AT&T tapped Fortinet for its first managed secure access service edge (SASE) service and plans to add other SASE partners in the year ahead.
The new service, which is globally available now, uses Fortinet’s SASE stack — this includes SD-WAN and security capabilities — and it’s fully managed by AT&T Cybersecurity. Additionally, AT&T SASE with Fortinet integrates with AT&T Alien Labs Threat Intelligence platform, which provides security analysts unified visibility across clouds, networks, and endpoints.
“We saw this need last year, where customer demand started to go up on integrating security and networking and bringing a solution at scale, and that is what we’re doing,” AT&T Cybersecurity VP Rupesh Chokshi said. “We also have the threat intelligence platform, which is the Alien Labs.”
This platform collects and analyses data from sensors across networks, clouds, and endpoints and provides continuous threat intelligence, he added. “So that combination further positions AT&T uniquely” across managed SD-WAN and managed security services.
AT&T: More SASE Updates to ComeThe network operator plans to update its managed SASE service with Fortinet during the year — and add new SASE partners in addition to Fortinet. “We will continue to add more functionality, and from an AT&T perspective, we will broaden our SASE portfolio as we go into 2021,” Chokshi said. “We will continue to bring more options for our customers.”
Fortinet, over the past year, has partnered with other companies on their SASE services. Security vendors including Bitglass and Zscaler, for example, integrate with Fortinet’s SD-WAN to fill that gap in their SASE stacks. Fortinet also partners with networking services company Masergy, which provides a managed SASE platform built around Fortinet’s SD-WAN, security appliances, and cloud-based firewalls.
Security-Driven Networking Across All the EdgesHowever, as networking and security controls become more tightly converged, and organizations need to provide scalable network security to highly distributed workforces, Fortinet expects to see more network operators provide this type of tightly integrated approach.

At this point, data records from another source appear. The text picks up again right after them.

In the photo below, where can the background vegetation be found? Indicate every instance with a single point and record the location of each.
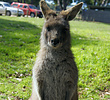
(19, 43)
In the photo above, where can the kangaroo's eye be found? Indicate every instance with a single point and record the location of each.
(48, 28)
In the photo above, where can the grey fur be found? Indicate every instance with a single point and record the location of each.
(55, 73)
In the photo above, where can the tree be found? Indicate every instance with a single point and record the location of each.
(62, 3)
(95, 2)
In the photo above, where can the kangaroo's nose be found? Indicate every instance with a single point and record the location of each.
(55, 42)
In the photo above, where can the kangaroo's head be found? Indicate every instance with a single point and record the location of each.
(56, 28)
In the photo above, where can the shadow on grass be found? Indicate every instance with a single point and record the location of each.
(81, 40)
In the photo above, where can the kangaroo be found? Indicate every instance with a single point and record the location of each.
(55, 74)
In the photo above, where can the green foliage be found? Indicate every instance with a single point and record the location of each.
(19, 43)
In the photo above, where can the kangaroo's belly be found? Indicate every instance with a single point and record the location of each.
(56, 80)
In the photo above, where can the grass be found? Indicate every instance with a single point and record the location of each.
(19, 43)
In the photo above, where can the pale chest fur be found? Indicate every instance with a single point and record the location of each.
(58, 71)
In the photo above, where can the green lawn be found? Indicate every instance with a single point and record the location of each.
(19, 43)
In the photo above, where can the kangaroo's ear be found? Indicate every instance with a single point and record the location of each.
(70, 14)
(47, 12)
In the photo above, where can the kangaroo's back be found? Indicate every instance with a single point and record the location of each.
(55, 73)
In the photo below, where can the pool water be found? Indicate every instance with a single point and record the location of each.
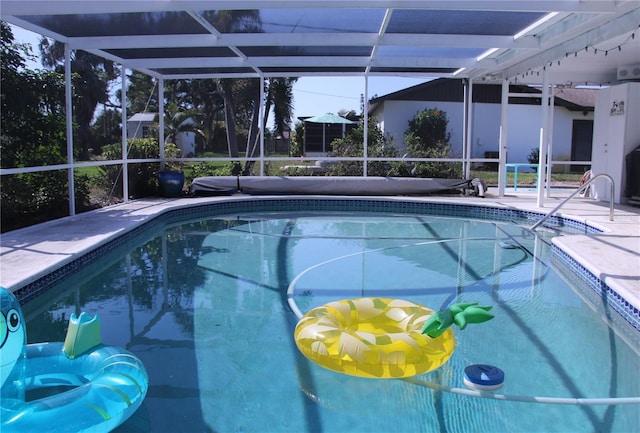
(210, 307)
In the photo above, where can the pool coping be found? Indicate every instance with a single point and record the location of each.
(609, 259)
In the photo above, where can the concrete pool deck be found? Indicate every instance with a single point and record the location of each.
(613, 256)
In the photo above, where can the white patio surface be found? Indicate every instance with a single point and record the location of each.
(613, 256)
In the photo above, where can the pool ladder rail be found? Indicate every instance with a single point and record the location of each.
(578, 191)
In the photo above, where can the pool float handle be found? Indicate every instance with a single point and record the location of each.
(461, 314)
(83, 335)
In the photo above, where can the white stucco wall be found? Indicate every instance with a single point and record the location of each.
(524, 122)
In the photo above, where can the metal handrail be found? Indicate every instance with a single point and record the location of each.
(578, 191)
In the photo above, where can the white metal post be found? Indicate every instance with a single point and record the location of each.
(261, 115)
(467, 131)
(161, 121)
(366, 127)
(125, 152)
(502, 165)
(549, 136)
(69, 119)
(542, 162)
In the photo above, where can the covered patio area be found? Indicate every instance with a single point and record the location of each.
(545, 44)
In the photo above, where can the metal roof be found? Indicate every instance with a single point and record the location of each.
(579, 41)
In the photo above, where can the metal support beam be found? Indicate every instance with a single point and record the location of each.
(550, 118)
(68, 95)
(365, 145)
(261, 115)
(467, 123)
(161, 120)
(544, 129)
(502, 165)
(125, 151)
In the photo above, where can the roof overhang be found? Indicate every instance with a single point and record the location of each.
(575, 41)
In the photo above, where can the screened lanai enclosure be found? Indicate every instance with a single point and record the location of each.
(541, 43)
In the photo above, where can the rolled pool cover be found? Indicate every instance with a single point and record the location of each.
(330, 185)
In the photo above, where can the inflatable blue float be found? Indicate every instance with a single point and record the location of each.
(84, 386)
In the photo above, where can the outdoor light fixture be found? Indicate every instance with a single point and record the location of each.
(486, 54)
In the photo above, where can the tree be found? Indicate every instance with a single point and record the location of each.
(279, 95)
(32, 116)
(91, 80)
(106, 129)
(427, 137)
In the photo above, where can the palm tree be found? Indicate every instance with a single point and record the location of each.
(178, 120)
(91, 79)
(279, 95)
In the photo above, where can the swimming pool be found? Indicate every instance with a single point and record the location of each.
(205, 302)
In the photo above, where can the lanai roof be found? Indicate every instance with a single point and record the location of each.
(573, 99)
(579, 41)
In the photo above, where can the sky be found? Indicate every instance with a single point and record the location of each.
(313, 96)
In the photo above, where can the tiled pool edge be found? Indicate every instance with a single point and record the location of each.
(600, 289)
(347, 204)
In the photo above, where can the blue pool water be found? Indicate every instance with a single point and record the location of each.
(209, 306)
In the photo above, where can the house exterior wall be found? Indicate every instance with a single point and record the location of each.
(616, 133)
(524, 123)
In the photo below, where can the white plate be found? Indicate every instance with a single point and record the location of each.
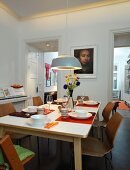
(90, 102)
(77, 116)
(59, 101)
(27, 111)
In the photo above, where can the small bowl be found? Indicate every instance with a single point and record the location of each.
(81, 112)
(32, 108)
(38, 120)
(64, 112)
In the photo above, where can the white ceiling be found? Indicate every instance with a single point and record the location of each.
(29, 8)
(26, 9)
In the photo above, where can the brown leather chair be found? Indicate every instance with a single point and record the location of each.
(85, 98)
(11, 155)
(6, 109)
(106, 113)
(37, 101)
(94, 147)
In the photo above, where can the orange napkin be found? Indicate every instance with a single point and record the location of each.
(49, 125)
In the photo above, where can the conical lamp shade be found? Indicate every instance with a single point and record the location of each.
(66, 63)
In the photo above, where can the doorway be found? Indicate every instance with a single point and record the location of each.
(40, 53)
(121, 56)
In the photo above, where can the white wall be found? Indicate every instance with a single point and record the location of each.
(8, 49)
(88, 27)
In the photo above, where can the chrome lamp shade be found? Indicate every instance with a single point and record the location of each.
(66, 63)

“All of these edges appear in the network: the WAN edge, the LAN edge, the cloud edge, the data center edge, the OT edge — all of these need protecting,” Fortinet CMO and EVP of Products John Maddison said. “If you build a network, and then try and build security on top of all the edges, this becomes way too complex. And so this convergence of networking and security becomes a very important technology.”

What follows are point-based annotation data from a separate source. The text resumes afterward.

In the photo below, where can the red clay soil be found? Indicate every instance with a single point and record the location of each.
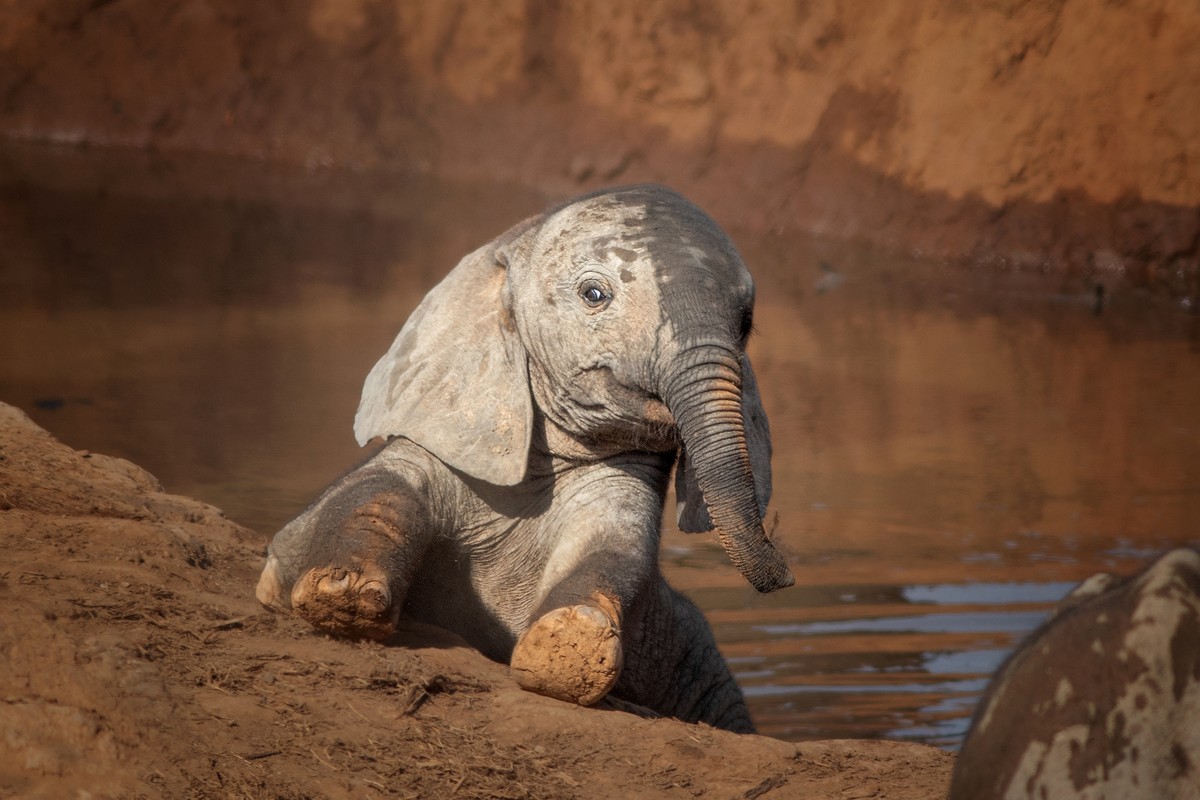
(136, 663)
(1045, 134)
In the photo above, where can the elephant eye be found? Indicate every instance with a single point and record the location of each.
(594, 294)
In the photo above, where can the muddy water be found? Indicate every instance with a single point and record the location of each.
(952, 451)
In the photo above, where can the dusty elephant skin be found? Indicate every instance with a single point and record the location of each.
(1103, 701)
(535, 402)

AT&T’s tight integration with Fortinet’s SASE stack gives it an early-adopter advantage in this regard, he added. “I’ve said for a long time that our partners like AT&T should invest in this, and now they are one of the first ones to do so because they think they should own not just the transport and the SD-WAN, but lots of the SASE components as well,” Maddison said. “The issue has been that service providers just OEM something instead of trying to integrate it into the network such as AT&T is doing now.”